На прилавке, ровно по центру, стояла чашка с чёрным чаем. По её фарфоровому боку проходила тонкая трещинка, уходящей от края вниз, и трещина эта жила на одном и том же месте уже десятый год, не расширяясь ни на миллиметр. Владелец "Бурого дивана" Джеральд давно относился к ней как к родовому гербу не без гордости. Ведь любая вещь, даже со шрамом, может служить верой и правдой. На блюдце возле чашки застыла чайная метка в форме полумесяца, оставленная вчера вечером. Она появлялась всегда одинаково, и Джеральду нравилась эта предсказуемость.
Под чашкой лежала стопка каталогов. Их переплёты были аккуратно подогнаны друг к другу, словно кирпичики в стене. На каждом стоял маленький номер в углу, выведенный карандашом хозяйской рукой. Джеральд никогда не доверял фабричной пагинации, слишком часто она путалась или скакала.
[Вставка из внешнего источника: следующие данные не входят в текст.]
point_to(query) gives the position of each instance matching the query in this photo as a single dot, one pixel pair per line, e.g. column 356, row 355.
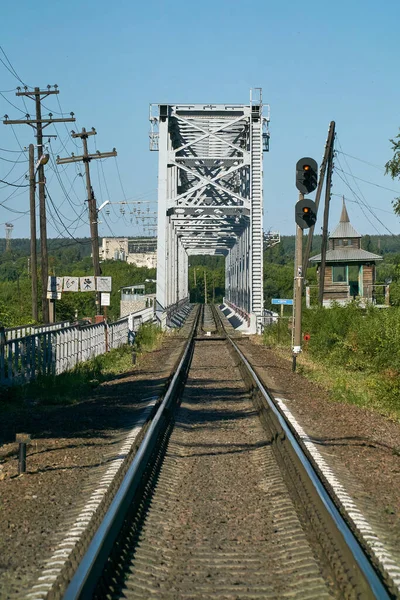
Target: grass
column 353, row 353
column 368, row 390
column 70, row 387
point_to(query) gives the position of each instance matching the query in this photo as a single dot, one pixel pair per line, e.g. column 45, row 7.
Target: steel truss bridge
column 210, row 198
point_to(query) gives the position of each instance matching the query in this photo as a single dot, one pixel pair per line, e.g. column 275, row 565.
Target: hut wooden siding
column 344, row 249
column 368, row 280
column 334, row 291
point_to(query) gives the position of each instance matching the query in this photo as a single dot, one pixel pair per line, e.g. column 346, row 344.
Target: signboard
column 53, row 295
column 87, row 284
column 103, row 284
column 71, row 284
column 54, row 284
column 282, row 301
column 105, row 299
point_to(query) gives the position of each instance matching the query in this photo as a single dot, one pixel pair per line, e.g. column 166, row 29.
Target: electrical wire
column 15, row 151
column 59, row 218
column 13, row 184
column 361, row 160
column 11, row 103
column 13, row 71
column 364, row 202
column 390, row 212
column 360, row 203
column 119, row 177
column 371, row 182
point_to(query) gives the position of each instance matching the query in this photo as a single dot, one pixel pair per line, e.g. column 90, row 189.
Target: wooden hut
column 349, row 270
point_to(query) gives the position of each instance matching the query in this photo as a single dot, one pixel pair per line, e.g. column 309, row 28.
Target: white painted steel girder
column 210, row 197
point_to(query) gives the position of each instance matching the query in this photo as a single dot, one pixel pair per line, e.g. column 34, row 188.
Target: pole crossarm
column 85, row 158
column 38, row 123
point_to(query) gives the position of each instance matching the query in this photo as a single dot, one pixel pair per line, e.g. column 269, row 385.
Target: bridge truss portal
column 210, row 197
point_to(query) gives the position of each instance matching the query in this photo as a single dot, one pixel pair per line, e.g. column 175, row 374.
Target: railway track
column 220, row 501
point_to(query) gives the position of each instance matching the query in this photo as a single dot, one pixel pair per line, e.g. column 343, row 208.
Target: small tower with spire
column 350, row 270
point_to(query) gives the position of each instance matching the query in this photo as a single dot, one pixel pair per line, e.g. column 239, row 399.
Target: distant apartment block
column 141, row 252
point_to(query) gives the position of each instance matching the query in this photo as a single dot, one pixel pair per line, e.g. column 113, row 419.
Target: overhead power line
column 370, row 182
column 11, row 69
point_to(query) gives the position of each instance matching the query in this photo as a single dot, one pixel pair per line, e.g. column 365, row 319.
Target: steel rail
column 85, row 578
column 371, row 576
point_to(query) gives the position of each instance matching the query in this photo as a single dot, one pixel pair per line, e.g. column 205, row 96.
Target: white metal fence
column 13, row 333
column 23, row 359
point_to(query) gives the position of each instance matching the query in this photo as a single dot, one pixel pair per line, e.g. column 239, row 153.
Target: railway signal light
column 305, row 213
column 306, row 175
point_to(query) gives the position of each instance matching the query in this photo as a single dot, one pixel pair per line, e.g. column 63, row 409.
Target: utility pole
column 329, row 142
column 305, row 217
column 325, row 222
column 39, row 124
column 32, row 206
column 91, row 200
column 297, row 293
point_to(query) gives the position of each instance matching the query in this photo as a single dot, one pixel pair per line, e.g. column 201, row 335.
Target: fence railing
column 23, row 359
column 16, row 332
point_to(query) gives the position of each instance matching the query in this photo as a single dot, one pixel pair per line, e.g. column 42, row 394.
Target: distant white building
column 141, row 252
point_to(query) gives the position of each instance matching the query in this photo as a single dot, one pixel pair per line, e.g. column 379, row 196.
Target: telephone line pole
column 86, row 157
column 32, row 206
column 39, row 124
column 324, row 242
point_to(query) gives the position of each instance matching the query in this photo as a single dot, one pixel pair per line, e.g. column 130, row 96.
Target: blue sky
column 316, row 62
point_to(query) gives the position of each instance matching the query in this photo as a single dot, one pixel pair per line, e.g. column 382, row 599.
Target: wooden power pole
column 324, row 242
column 39, row 124
column 32, row 206
column 91, row 200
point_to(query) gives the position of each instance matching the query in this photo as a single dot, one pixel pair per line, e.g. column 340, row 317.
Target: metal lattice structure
column 210, row 196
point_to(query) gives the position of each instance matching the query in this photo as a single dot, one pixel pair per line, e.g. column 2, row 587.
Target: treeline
column 206, row 274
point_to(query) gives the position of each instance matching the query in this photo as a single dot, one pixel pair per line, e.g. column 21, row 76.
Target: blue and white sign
column 287, row 301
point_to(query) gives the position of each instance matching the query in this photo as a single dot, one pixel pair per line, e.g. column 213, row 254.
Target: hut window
column 339, row 274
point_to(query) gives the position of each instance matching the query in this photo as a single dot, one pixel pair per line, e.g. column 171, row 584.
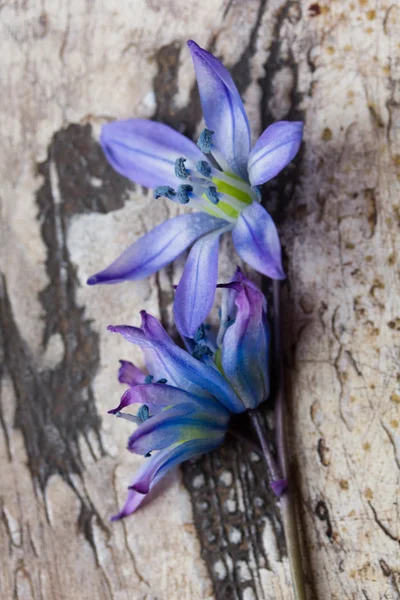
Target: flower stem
column 287, row 501
column 278, row 472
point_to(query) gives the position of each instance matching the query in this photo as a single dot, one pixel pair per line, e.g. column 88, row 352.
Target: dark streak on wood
column 55, row 407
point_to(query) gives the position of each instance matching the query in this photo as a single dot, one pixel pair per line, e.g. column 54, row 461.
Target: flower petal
column 130, row 374
column 155, row 468
column 189, row 373
column 274, row 149
column 178, row 454
column 257, row 242
column 158, row 395
column 196, row 290
column 145, row 151
column 178, row 366
column 244, row 353
column 223, row 109
column 157, row 248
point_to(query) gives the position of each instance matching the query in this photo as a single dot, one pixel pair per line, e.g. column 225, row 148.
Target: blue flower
column 154, row 155
column 188, row 398
column 244, row 340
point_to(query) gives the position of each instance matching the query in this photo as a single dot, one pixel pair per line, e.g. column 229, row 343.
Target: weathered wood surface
column 66, row 68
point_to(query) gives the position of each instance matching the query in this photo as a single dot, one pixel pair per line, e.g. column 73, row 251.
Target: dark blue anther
column 203, row 168
column 201, row 350
column 143, row 413
column 164, row 191
column 205, row 141
column 211, row 193
column 183, row 193
column 180, row 170
column 200, row 333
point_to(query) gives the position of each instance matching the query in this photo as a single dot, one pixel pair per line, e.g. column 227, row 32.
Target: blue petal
column 154, row 469
column 196, row 290
column 146, row 151
column 257, row 242
column 223, row 109
column 274, row 149
column 244, row 353
column 187, row 373
column 162, row 430
column 157, row 248
column 160, row 396
column 130, row 374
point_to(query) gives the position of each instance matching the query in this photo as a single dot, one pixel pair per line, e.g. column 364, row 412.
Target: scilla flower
column 186, row 401
column 220, row 177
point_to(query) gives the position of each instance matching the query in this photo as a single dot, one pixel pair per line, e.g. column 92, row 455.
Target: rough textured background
column 67, row 67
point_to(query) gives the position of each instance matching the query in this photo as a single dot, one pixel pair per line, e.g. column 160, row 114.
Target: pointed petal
column 196, row 290
column 130, row 374
column 244, row 353
column 257, row 242
column 157, row 248
column 166, row 428
column 274, row 149
column 177, row 455
column 223, row 109
column 154, row 469
column 145, row 151
column 189, row 373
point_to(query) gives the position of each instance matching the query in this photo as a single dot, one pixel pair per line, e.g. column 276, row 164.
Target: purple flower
column 219, row 176
column 186, row 401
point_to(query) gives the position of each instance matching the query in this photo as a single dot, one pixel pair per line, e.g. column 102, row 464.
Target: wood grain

Его цифры были ровные, строгие, и каждая имела свой характер.
Рядом на столе лежала счётная книга – затёртая до мягкости, с обгрызанными краями и жирными пятнами чернил на первых страницах. Шелест её бумаги был для Джеральда успокоением, сродни вечерней молитве. Ни один день не обходился без того, чтобы он не развернул её и не сделал несколько пометок.
Он сидел за прилавком, держа чашку обеими руками, и прислушивался к утреннему ритму города. Магазин пробуждался, а вместе с ним и улица. Гулко зашаркали метлы дворников, за углом гомонил молочник, от пекарни напротив тянуло запахом хлеба – густым, сладковатым, с примесью сажи от печной трубы. Над дверью тикали часы. Они были старые, но верные, и каждое щёлканье маятника было для него знаком, что и этот день идёт как надо.
В мастерской позади ещё держался запах свежего лака. Там, где недавняя работа закончилась ночью, воздух сохранял следы напряжённого труда. В углу, возле стула с ободранной обивкой, на полу валялись крошки поролона. Джеральд прошёл мимо, наклонился, подобрал их двумя пальцами и машинально бросил в корзину. Этот жест был словно девиз всей его жизни – порядок в малом, порядок во всём.